This is the spirit which is abroad in the world—in the immigrant world; this is America's reward for having offered to every humble yet adventurous soul the longed-for opportunity, for having tendered a home and a refuge to the disinherited of every land. For only through such largesse could the spiritual revolution have been accomplished by which the age-old idea of loyalty to a racial group has been converted into an allegiance by racially divided and even opposite elements to a Patria representing essentially human as distinguished from political ideals.

Yes, this is the spirit which is abroad in the immigrant world to-day on both sides of the Atlantic, of which I may cite one or two illustrative examples.

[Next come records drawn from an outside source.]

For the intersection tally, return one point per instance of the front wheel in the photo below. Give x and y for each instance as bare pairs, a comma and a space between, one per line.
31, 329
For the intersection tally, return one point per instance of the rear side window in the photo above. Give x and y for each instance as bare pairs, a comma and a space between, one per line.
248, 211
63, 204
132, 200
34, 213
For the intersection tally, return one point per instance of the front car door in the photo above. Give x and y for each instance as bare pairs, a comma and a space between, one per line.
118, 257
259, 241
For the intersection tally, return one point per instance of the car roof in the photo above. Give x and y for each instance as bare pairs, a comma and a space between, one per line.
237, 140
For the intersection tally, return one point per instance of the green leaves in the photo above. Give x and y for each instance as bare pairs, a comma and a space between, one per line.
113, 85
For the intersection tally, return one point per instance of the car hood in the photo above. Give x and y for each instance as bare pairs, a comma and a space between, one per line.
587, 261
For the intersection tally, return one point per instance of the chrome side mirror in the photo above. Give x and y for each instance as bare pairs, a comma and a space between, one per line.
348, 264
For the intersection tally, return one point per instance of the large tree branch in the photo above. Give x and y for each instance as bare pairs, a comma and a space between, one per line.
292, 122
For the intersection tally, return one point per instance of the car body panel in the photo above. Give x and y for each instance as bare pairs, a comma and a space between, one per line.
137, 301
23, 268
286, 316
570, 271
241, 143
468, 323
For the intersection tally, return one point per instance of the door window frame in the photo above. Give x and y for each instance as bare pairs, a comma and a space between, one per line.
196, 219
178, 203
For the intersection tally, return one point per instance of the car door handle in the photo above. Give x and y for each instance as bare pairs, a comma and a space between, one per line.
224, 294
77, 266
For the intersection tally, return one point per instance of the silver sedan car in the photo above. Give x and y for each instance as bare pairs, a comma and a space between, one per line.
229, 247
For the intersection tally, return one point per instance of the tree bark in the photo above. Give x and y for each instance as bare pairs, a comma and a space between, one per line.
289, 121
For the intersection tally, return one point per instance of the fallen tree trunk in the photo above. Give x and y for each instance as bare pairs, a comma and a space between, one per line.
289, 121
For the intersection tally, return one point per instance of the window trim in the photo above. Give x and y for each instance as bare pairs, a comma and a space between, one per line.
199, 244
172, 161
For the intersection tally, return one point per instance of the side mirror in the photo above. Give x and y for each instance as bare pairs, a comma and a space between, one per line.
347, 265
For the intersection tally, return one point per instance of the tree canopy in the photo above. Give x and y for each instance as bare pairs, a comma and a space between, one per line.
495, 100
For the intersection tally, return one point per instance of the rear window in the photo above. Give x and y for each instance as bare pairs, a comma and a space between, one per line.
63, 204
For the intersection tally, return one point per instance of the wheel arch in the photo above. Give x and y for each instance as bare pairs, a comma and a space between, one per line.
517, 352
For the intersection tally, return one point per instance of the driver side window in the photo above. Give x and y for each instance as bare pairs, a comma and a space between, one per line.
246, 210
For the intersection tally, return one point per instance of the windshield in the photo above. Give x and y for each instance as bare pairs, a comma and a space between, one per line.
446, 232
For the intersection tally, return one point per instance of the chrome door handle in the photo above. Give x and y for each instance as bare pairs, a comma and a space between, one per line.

Some days ago an oldish peasant woman knocked at the door of the office of our military attaché here; then, in the presence of Uncle Sam's busy officers, she drew from the innermost pocket of her voluminous skirt a letter from her eldest son in America, and asked, a little timidly, for the kindness of an explanation as to the exact meaning of some of its contents, for it was not clear to her how her boys who were subject to military duty in Italy (and how that thought had worried her!) could be volunteers (and such happy volunteers, it seemed) in the Army of the United States.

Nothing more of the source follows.